A professor at the University of Berkeley criticizes stablecoiny

Professor of economics Barry Eichengreen openly criticizes stablecoiny.

Until now, Tether (USDT) was a well-known stablecoin, which has, however, caused some controversy for some time.

The dollar reserve does not make cryptocurrency valuable

According to Professor Barry Eichengreen, stablecoins are not automatically valuable only from the fact that they are linked to reserves in fiat currencies. Eichengreen writes that “conventional cryptocurrencies, such as Bitcoin, are [bought and sold] at sharply changing prices, which means that their purchasing power – their control over goods and services – is highly unstable.”

In spite of this, the economist also criticizes stablecoins: “Stablecoiny is aimed at solving these problems. Because their value is stable in terms of dollars or their equivalent, they are attractive units of account and value measure. They are not the usual tools for financial speculation. But that does not mean that they are valuable. ”

However, the cryptocurrency branch opens before the idea itself. This week the regulators have allowed the introduction of stable cryptocurrencies of the twins Winklevoss, dollar-Gemini, into circulation. Earlier, the Liechtenstein bank announced its intention to issue a stablecoin based on the Swiss franc in August.

3 types with defects

However, for Eichengreen, these assets fall into three categories, depending on the completeness of the security of tokens – full, partial and unsecured – and each has its own economic weaknesses.

The first type – fully secured – means that the operator has a reserve equal or above the value of coins in circulation. Tether, which is tied one to one to the dollar, has allegedly dollar deposits equal to its turnover. The truth of the matter has, however, been questioned. What’s more, the professor can still see a gate for criminals in Tether. He points out that if the platform wants to put 1 Theter into circulation, he must attract one dollar of investment capital from the investor and put it on the bank account.
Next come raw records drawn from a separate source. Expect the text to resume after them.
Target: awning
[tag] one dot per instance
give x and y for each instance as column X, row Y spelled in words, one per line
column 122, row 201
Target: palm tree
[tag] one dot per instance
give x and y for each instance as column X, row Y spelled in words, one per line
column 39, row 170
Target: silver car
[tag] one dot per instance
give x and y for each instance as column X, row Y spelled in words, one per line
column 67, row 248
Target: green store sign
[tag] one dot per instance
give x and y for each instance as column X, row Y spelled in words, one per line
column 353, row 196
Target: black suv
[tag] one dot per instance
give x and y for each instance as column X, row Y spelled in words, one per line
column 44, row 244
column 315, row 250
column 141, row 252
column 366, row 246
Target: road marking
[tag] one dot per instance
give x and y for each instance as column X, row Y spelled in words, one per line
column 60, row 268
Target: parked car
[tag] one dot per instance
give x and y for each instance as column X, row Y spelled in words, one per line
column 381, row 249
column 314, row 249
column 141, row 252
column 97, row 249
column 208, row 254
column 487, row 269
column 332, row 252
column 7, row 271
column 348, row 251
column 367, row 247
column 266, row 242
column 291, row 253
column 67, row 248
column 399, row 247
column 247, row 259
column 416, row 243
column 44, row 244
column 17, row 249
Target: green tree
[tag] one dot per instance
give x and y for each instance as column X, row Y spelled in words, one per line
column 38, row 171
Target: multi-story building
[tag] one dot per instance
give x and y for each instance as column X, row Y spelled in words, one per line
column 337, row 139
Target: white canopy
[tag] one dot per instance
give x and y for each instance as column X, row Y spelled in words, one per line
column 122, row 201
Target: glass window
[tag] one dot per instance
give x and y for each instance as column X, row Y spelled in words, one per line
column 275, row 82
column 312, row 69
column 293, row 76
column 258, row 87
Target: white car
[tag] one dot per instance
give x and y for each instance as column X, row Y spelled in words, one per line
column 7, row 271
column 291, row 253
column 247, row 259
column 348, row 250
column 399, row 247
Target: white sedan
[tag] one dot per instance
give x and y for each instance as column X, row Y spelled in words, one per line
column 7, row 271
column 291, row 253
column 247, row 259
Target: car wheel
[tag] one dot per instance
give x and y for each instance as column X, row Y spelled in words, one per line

“One of us would sell a perfectly liquid dollar, supported by the full faith and credit of the US government, for a cryptocurrency with dubious support that is inconvenient to use. This exchange can be attractive to people involved in money laundering and tax fraud, but not for others. “- says the economist.

The second type of stable coin is characterized by partial protection. In this case, the platform has, for example, 50% security for coins in circulation. “The problem with this variant will be known to every decision maker in the monetary system, whose central bank was seeking to set the exchange rate, while having reserves constituting only a fraction of its liabilities.” – equates this system with traditional markets.

Here the exchange rate problem may appear: “The platform will have to buy them [stablecoiny] with the help of its dollar reserves (…)”. Ultimately, however, the price will go down if investors do not believe in the currency.

The problems of the third variant “will be obvious to even the novice central banker”. In it, the platform, if the price of coins starts to fall, will buy them back, in exchange for additional tokens-bonds. Here, “the issuer promises to pay interest in the form of additional coins.” This interest would be financed from the proceeds from the issue of future coins.

“The issuer’s ability to service bonds depends on the platform’s growth, which is not guaranteed. If the result becomes less reliable, the bond price will fall. Then you will have to spend more bonds to prevent a given decrease in the value of the coin, which further hinders the fulfillment of interest liabilities, “explains Eichengreen.

What to do with stablecoins?

It is difficult to disagree with his theses. On the other hand, stablecoins can be an effective tool for promoting crypto-currency in the mainstream. Surely, the economist is right that the creation of foreign exchange reserves (even total) for stablecoins based on currencies, which themselves do not have a gold back, is ineffective in the long run. Doubts, therefore, remain, while the cryptocurrency community will have to answer the question of what to do with the idea itself.